Greedy landlords must be stopped

Kingston, New York, says ‘roll back the rent!’

For The Many, an activist group, rallies on the steps of the Kingston, New York city hall along with Mayor Steve Nobel on Oct. 25, 2022.

People in Kingston, New York, have had enough with rents going through the roof. So last November, the city’s Common Council voted to roll back rents on 1,200 apartments by 15%.

This is the first time any city has tried to enact a rent rollback. It followed Kingston becoming the first community in the Empire State outside New York City to establish rent control.

Some tenants wanted a 30% cut. They deserve at least that much.

Kingston is on the west shore of the Hudson River, 90 miles north of New York City. Between 2016 and 2020, rents in the city and surrounding Ulster County rose by 27%

Since then, the median rent has climbed to $1,615 per month. (Median means that half the rents are above this figure and half are below.) Collecting this much rent in a town where the median annual income per person is just $32,000 is like squeezing blood from a stone. 

IBM used to be the big employer in Kingston, with over 7,000 workers in 1985. The plant closed in the 1990s, and now, one out of five residents lives below the miserably low federal poverty level.

Landlords are furious about any limits to their greed. One of them, Rich Lanzarone, established the Hudson Valley Property Owners Association to fight the pro-tenant legislation.

The term “property owners association” was used decades ago across the United States by bigots fighting laws banning discrimination in housing.

Before ripping-off tenants, landlord leader Lanzarone built prisons while at Turner Construction. He doesn’t think rent hikes are “a big deal,” claiming his apartment dwellers drive Teslas and BMWs. 

Judge David Gandin threw out the rent rollback on Feb. 10, but his decision will be appealed. The judge did uphold the rent control law.

Tenants and activists are going to continue to struggle. State Assembly member Sarahana Shrestha, Democratic Socialists of America, represents Kingston. Shrestha declared that the “fight isn’t over yet.” 

Big landlords are organized crime

E&M Associates has been one of the biggest rent gougers in Kingston. Based in Brooklyn, N.Y., E&M had 3,000 apartments in New York City. Its properties are notorious for their high rent and poor maintenance.
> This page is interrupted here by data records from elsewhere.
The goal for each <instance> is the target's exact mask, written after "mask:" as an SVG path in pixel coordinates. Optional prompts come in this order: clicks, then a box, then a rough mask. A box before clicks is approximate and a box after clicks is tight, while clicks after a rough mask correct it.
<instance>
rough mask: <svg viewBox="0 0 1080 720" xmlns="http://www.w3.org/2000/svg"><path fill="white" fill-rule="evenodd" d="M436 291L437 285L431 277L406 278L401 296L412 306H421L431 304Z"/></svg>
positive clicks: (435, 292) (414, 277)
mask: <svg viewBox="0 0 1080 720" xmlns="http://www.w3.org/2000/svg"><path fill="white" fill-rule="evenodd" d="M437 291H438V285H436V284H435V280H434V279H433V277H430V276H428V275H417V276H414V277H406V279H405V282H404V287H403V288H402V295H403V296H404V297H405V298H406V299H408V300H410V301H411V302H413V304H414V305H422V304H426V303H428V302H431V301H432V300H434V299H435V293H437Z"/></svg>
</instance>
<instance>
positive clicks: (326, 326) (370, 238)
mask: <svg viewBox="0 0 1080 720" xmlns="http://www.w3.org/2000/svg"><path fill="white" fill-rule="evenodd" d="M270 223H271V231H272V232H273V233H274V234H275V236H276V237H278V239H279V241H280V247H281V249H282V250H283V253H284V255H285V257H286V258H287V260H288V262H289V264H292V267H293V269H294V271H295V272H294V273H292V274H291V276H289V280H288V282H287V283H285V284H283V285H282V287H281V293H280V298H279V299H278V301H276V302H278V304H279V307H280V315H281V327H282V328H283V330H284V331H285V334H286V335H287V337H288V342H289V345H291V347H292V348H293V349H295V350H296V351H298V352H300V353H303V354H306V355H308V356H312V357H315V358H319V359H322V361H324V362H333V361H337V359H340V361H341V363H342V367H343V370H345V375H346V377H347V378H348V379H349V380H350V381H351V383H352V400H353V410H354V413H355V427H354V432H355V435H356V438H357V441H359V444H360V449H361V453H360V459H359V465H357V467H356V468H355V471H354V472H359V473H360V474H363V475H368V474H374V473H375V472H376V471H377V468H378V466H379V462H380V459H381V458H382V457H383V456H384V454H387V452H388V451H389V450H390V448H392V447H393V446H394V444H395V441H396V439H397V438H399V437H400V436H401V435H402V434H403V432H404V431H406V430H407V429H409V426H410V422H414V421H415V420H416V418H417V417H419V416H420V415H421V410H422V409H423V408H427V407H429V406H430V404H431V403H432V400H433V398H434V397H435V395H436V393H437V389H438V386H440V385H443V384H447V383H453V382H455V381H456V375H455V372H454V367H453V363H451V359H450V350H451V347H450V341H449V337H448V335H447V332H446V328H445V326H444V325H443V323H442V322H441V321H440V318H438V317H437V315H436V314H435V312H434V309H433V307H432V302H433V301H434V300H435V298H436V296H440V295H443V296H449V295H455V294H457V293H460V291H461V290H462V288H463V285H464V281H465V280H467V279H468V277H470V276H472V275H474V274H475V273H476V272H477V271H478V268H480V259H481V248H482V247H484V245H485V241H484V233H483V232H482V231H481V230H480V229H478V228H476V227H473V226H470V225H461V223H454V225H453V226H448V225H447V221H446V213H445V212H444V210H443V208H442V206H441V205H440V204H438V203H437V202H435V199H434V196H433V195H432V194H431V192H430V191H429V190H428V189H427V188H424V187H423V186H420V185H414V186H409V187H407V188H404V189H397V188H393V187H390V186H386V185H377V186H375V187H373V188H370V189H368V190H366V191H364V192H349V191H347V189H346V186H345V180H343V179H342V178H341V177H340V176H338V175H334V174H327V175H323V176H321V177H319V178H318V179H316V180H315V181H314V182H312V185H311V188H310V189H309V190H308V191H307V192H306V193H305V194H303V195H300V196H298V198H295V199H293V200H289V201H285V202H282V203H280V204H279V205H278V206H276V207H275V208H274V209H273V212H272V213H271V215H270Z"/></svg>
At one building in El Barrio, also known as East Harlem, an E&M subsidiary evicted 15 low-income tenants and sued 250 others.

The outfit bought five apartment complexes in Kingston because the city had no rent control. One of E&M’s tenants was 52-year-old Amanda Treasure, who has been working since she was 14.

Working as a housekeeper, she spent more than half her $1,800 monthly salary to live at the Stony Brook complex. E&M jacked up Amanda’s rent by 18% while mold and water leaks were common. 

That’s criminal. Behind E&M are the banksters that finance slumlords and collect much of their profits via interest payments.

Sewage backups became frequent at E&M’s 217-unit Sunset Gardens complex in Kingston. Last March, a dozen tenants had to be evacuated by the fire department because of a gas leak.

Local elected officials denounced E&M for driving tenants out of their apartments. The slumlord is taking the criticism in stride as it flipped its properties for a $28 million profit. 

The rent hikes and abuses in Kingston are being repeated all over the United States. The median monthly rent reached $2,000 for the first time in May 2022.

That month the Austin, Texas, metropolitan area recorded a year-to-year average rent increase of 48%. Rents increased in Cincinnati, Nashville, and Seattle by 32%. The rent hikes in Miami reached 29%, while New York City had a 24% increase.

The rent must come down!

The average tenant is now forking over 30% of their income to the landlords. This is up from 22.5% in 1999.

That’s a 7.5% wage cut. Millions of families are paying even larger chunks of their income to landlords.

Many can’t pay and have to move in with other family members. Last March in New York City ― the capital of capitalism ― there was an average of 48,254 people sleeping in homeless shelters. Thousands more sleep on Gotham’s streets.

Combined with the huge increase in gas bills, these rent hikes can be life threatening, particularly to older folk. At least 3.5 million seniors couldn’t afford drug prescriptions in 2019.

One of the first acts of Cuba’s socialist revolution in 1959 was to roll back families’ combined rent and utility bills to no more than 10% of their income.

Like Cuba, the Bolivarian Republic of Venezuela has suffered from U.S. economic sanctions. But unlike New York City, no one is homeless there. Venezuela has built over 4 million homes for people.

Poor and working people in Kingston, New York, are showing the way. We need to fight for big rent rollbacks across the United States.